As a preferred technical solution of the present invention, the specific expression of the image data obtaining unit for obtaining the image data of each region of the steel structure marked in the region marking unit is as follows:
TXSJ=[TSXJ1,…,TSXJi,…,TSXJI]
Wherein TXSJ denotes the region image dataset, TSXJ 1,…,TSXJi,…,TSXJI represent image data of the 1 st region,..+ -. Image data of the I th region, I is epsilon [1, I ], and the image data of the ith area is shot and acquired by the mobile shooting equipment.
As a preferred technical solution of the present invention, the image blur degree analysis unit is configured to analyze the image data of each region of the steel structure in the image data acquisition unit, and provide a sharpness coefficient of each region, and determine whether to re-photograph the corresponding region based on the sharpness coefficient of each region, where the specific steps are as follows:
a1, acquiring a shooting factor PSYZ i of shooting in an ith area;
A2, acquiring an image factor GRYZ i shot by an ith area;
And step A3, comprehensively calculating a definition coefficient QXXS i of the ith area, wherein the specific expression is as follows:
QXXSi=ω1*WJFSYZi+ω2*GRYZi
wherein ω 1 and ω 2 represent two weight coefficients summed to 1, respectively;
And step A4, judging whether the definition coefficient QXXS i of the ith area exceeds a definition threshold, if so, terminating the step A4, sending the image data TSXJ i of the ith area to an area image analysis unit, if not, re-shooting, setting the number of re-shooting of the ith area to be CP i =N, wherein N represents the execution number of the step A4, and when the number of re-shooting of the ith area to be CP i exceeds the maximum number of re-shooting.
As a preferable technical scheme of the invention, the data acquisition module also stores a proportion set of black areas after the steel structure original image of each area is subjected to graying treatment;
the specific steps for acquiring the shooting factor PSYZ i of the ith area shooting in the step A1 are as follows:
A1.1, reading the image data TSXj i of the ith area, and performing binarization processing on the image data TSXJ i of the ith area;
Step A1.2, obtaining the proportion MJZB i of all black areas of the ith area, and calculating the shooting factor PSYZ i of the shooting of the ith area, wherein the specific expression is as follows:
Where, | MJZB i-MJZBi,0 | denotes an absolute value of MJZB i-MJZBi,0, MJZB i,0 denotes a proportion of a black region of the i-th region stored in the set of the ratios, and MJZB i denotes a proportion of a black region of the i-th region.
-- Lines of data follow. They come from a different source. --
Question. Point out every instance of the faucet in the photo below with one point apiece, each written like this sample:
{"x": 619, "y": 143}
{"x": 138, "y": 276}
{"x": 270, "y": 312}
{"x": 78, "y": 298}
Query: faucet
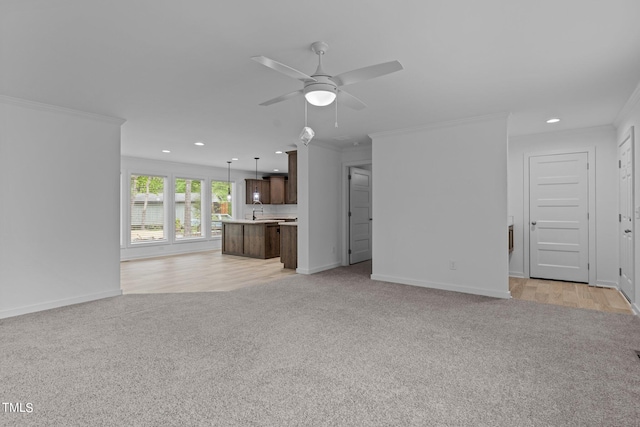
{"x": 254, "y": 210}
As a preferred technical solution of the present invention, the specific steps for obtaining the image factor GRYZ i captured by the ith area in the step A2 are as follows:
Step A2.1, reading shaking times DDCS i of the mobile shooting device when shooting an ith area;
And step A2.2, calculating an image factor GRYZ i shot by the ith area, wherein the specific expression is as follows:
Where e denotes a natural constant, DDCS i denotes the number of times the mobile photographing apparatus shakes when photographing the i-th region, and σ denotes the number of balance factors avoiding the denominator being 0.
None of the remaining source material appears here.